The current regulatory probes into alleged currency manipulation at the largest dealing banks has led to a sudden deprivation in how information on order flow is being shared, with these banks no longer allowing instant messaging in chat rooms.
As Steve Barrow, strategist at Standard Bank, quoted by the Financial Times, notes: “If currency traders shy away from such ‘information trades’, for fear of reprisals . . . it seems reasonable to think that currency volatility might fall as well.”
While there is talk that hedge funds have been filling the gaps amid the absence of heavier involvement by dealing banks, it is undeniable that the Forex probes currently underway are a negative contributing factor, yet not the crucial one, as the events occur in a context of an uncertain macro theme, in which most central banks still remain sidelined awaiting to take major decisions on interest rates.
So what does it take for traders and the broader investment community to re-engage in market activities? The market needs to develop new macro-themes, so that traders can confidently start discounting such future scenario, as the current difficulty to decipher new divergences in central bank policies is definitely having a huge impact on the depressed levels of activity seen.
While market dynamics have drastically changed to those seen post the GFC era, how the market operates, prices future events and its overall structure, unless direct central bank intervention on a particular currency as seen by the BoJ post GFC, that remains intact.
One of the pivotal problems is the lack of clarity on the Fed's monetary policies. Failure to clearly telegraph when rate hikes may come is a major source of uncertainty for market participants, leading to uncommitted involvement in the world's reserve currency, the US Dollar. And since most of the FX turnover is generated in G10 vs US Dollars, failure to define a clear trend in the latter amplifies the perception of a slow, choppy market.

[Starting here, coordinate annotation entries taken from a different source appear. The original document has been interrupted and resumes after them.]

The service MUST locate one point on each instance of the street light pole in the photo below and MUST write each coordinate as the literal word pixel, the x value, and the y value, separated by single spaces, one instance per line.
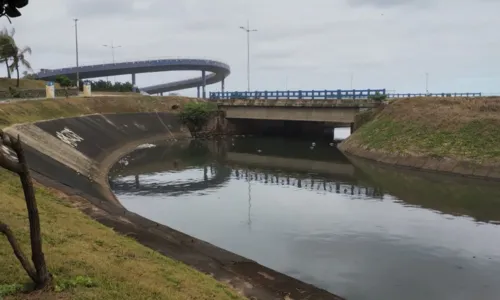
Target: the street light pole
pixel 248 30
pixel 427 83
pixel 112 46
pixel 77 67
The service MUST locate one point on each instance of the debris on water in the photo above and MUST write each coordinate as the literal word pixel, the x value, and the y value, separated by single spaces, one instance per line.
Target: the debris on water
pixel 146 146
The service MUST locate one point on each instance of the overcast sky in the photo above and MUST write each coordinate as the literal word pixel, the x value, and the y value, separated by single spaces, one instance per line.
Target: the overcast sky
pixel 315 44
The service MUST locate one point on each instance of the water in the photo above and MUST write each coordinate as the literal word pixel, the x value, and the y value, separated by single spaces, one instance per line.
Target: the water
pixel 357 230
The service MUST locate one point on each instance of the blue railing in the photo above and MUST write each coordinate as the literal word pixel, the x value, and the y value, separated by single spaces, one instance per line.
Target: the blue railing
pixel 410 95
pixel 325 94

Evidence that markets are not that different can be found in the NZD and GBP moves from late last year and early 2014, with markets picking up the divergences perceived in their central banks' policy intentions, and subsequently, expressing these views through strong up-trends. However, the RBNZ hiking cycle or the probable tightening by the BoE in Q4 2014/Q1 2015, that is not enough to eliminate the perception of such low volatile markets.
What the market really needs, other than additional policy definition by the rest of central banks (ECB, BoJ, BoC, SNB, RBA), is to either receive clearer clues from the Federal Reserve on the possible timing of an awaited hiking cycle, or instead, further definition in policy by the five mentioned central above. Another possibility would be a return to the RORO theme (Risk on-Risk off), although such environment, when it occurs, it tends to cause sharp short-lived spikes off the mean rather than establishing a new trend.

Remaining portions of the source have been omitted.